The U.S. Environmental Protection
Agency has a maximum contaminant level goal for copper in drinking
water of 1.3 parts per million.
Levels in the rabbits' drinking
water were well below that. "We are working at one-tenth that,"
Sparks said.
Sparks said his work was done in
a rabbit model of Alzheimer's. The rabbits develop symptoms and
physical signs of Alzheimer's when fed a high-cholesterol diet.
COPPER CAUSES PROTEIN BUILDUP
But he believes that copper somehow
interferes with the body's ability to clear out the amyloid-beta
protein that is an important component of the senile plaques that
clog up the brain of an Alzheimer's patient.
"If there is no copper in the water
then the amyloid beta is shuttled to the blood for clearance,"
he said.
Alzheimer's affects about 4 million
Americans and 15 million people worldwide. It is always fatal
and there is no cure, although some treatments can help for a
while.
Symptoms start with mild memory
loss, but patients become senile and helpless. After death, their
brains are seen to be clogged up with senile plaques and tangles
of nerve cells.
Genetic as well as environmental
causes seem to be to blame and the precise culprits are hotly
debated.
Sparks has been working with rabbit
models of Alzheimer's for years. "Every time I ever fed a bunny
cholesterol, I got Alzheimer's pathology," he said.
That is, until he moved to the
Sun City lab.
"I said, 'Something is wrong. I
go down into the vivarium (where lab animals are kept) and the
first thing I see is the wall being lined with big blue bottles."'
It turns out the rabbits there
were given distilled water, while all the other research animals
Sparks had worked with got tap water.
He analyzed the tap water from
previous labs and found it contained copper. When the rabbits
at Sun Health were fed tap water, they also developed Alzheimer's
symptoms.
When Sparks added copper to the
distilled water and gave the rabbits cholesterol, they also developed
Alzheimer's-like symptoms and brain lesions.
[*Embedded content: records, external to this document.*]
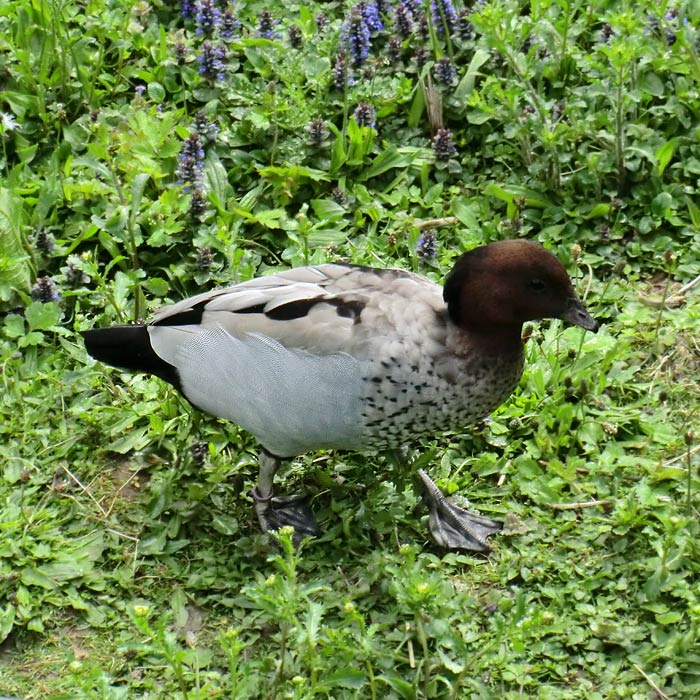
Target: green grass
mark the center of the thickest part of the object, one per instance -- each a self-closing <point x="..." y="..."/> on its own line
<point x="131" y="565"/>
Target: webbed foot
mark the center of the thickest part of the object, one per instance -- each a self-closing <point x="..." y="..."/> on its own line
<point x="275" y="512"/>
<point x="453" y="527"/>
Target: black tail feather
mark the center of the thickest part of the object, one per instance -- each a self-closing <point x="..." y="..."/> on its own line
<point x="128" y="347"/>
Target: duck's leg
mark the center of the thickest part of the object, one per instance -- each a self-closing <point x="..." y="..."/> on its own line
<point x="453" y="527"/>
<point x="275" y="512"/>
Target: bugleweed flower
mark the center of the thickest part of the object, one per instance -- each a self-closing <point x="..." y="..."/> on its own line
<point x="198" y="202"/>
<point x="321" y="22"/>
<point x="364" y="114"/>
<point x="187" y="8"/>
<point x="341" y="77"/>
<point x="211" y="61"/>
<point x="317" y="131"/>
<point x="296" y="40"/>
<point x="606" y="31"/>
<point x="444" y="16"/>
<point x="404" y="20"/>
<point x="45" y="290"/>
<point x="393" y="49"/>
<point x="44" y="241"/>
<point x="230" y="26"/>
<point x="189" y="171"/>
<point x="427" y="244"/>
<point x="420" y="56"/>
<point x="370" y="14"/>
<point x="265" y="25"/>
<point x="443" y="146"/>
<point x="207" y="17"/>
<point x="180" y="54"/>
<point x="199" y="452"/>
<point x="558" y="111"/>
<point x="465" y="28"/>
<point x="444" y="71"/>
<point x="355" y="34"/>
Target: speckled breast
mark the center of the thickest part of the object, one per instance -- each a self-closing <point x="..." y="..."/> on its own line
<point x="445" y="394"/>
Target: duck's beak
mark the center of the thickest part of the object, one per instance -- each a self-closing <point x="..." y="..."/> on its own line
<point x="577" y="315"/>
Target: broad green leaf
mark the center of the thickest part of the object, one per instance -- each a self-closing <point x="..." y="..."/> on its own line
<point x="510" y="192"/>
<point x="600" y="209"/>
<point x="386" y="160"/>
<point x="42" y="316"/>
<point x="664" y="153"/>
<point x="15" y="264"/>
<point x="466" y="84"/>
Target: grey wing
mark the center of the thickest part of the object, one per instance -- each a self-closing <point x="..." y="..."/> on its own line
<point x="291" y="400"/>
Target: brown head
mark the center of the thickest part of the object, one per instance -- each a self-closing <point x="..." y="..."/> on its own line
<point x="496" y="288"/>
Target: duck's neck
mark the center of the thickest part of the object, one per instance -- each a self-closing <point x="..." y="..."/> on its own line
<point x="503" y="342"/>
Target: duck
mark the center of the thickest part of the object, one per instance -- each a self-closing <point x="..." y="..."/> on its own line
<point x="340" y="356"/>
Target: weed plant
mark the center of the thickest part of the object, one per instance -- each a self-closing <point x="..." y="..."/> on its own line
<point x="150" y="150"/>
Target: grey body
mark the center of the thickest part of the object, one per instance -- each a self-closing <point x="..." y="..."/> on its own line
<point x="390" y="371"/>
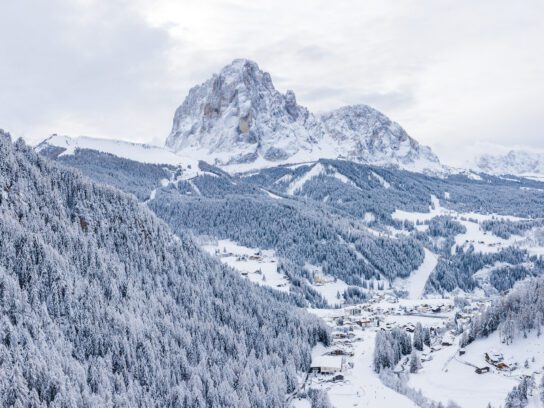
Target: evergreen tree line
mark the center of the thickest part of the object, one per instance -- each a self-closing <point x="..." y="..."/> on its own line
<point x="516" y="314"/>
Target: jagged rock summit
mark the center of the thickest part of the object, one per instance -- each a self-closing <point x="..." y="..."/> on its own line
<point x="238" y="117"/>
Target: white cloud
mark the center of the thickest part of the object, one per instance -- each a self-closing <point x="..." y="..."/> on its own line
<point x="451" y="72"/>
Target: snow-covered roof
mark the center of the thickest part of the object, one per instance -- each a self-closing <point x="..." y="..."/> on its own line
<point x="328" y="361"/>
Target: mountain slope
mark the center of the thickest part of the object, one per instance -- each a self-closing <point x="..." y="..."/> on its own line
<point x="101" y="305"/>
<point x="238" y="117"/>
<point x="516" y="162"/>
<point x="368" y="136"/>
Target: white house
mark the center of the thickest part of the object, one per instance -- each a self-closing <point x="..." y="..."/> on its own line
<point x="327" y="364"/>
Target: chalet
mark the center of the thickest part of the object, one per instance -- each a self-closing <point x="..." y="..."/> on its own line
<point x="364" y="322"/>
<point x="447" y="340"/>
<point x="353" y="311"/>
<point x="338" y="377"/>
<point x="426" y="357"/>
<point x="327" y="365"/>
<point x="502" y="366"/>
<point x="482" y="370"/>
<point x="493" y="358"/>
<point x="410" y="328"/>
<point x="340" y="352"/>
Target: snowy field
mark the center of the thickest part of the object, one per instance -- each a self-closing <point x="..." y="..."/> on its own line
<point x="259" y="266"/>
<point x="452" y="377"/>
<point x="444" y="376"/>
<point x="415" y="283"/>
<point x="483" y="241"/>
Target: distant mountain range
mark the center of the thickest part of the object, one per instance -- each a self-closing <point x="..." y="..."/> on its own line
<point x="516" y="162"/>
<point x="238" y="121"/>
<point x="238" y="117"/>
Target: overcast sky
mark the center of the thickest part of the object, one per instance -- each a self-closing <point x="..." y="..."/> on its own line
<point x="459" y="75"/>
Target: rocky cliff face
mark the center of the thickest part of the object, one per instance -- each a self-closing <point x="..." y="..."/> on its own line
<point x="238" y="116"/>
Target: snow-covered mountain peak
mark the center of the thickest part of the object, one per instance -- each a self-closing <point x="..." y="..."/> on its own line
<point x="237" y="116"/>
<point x="60" y="145"/>
<point x="367" y="135"/>
<point x="515" y="162"/>
<point x="238" y="119"/>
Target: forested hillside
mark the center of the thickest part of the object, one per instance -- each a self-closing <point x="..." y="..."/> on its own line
<point x="339" y="216"/>
<point x="102" y="305"/>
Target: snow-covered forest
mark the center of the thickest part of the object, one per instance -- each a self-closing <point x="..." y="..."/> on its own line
<point x="102" y="306"/>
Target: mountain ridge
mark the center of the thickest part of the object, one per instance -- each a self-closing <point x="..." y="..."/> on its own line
<point x="238" y="117"/>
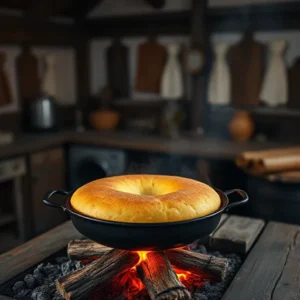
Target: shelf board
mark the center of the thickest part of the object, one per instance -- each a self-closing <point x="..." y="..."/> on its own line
<point x="265" y="16"/>
<point x="6" y="219"/>
<point x="260" y="110"/>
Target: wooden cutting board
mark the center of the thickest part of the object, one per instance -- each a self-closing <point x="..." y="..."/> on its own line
<point x="117" y="69"/>
<point x="28" y="81"/>
<point x="5" y="88"/>
<point x="294" y="87"/>
<point x="151" y="58"/>
<point x="246" y="61"/>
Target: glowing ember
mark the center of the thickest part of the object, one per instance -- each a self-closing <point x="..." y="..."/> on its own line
<point x="131" y="286"/>
<point x="142" y="255"/>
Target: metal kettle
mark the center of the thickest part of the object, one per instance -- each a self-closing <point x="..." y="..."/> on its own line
<point x="43" y="114"/>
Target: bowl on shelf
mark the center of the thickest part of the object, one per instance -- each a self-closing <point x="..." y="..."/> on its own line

This does not mean that copper
pipes are bad, Sparks said.
"Metal pipes are inert. I could
throw a penny in a gallon of water and get no copper into the
water," he said.
But acid in the water can cause
copper to leach out.
Sparks checked for zinc, aluminum,
iron and other metals and did not find them consistently in the
drinking water his experimental rabbits were given.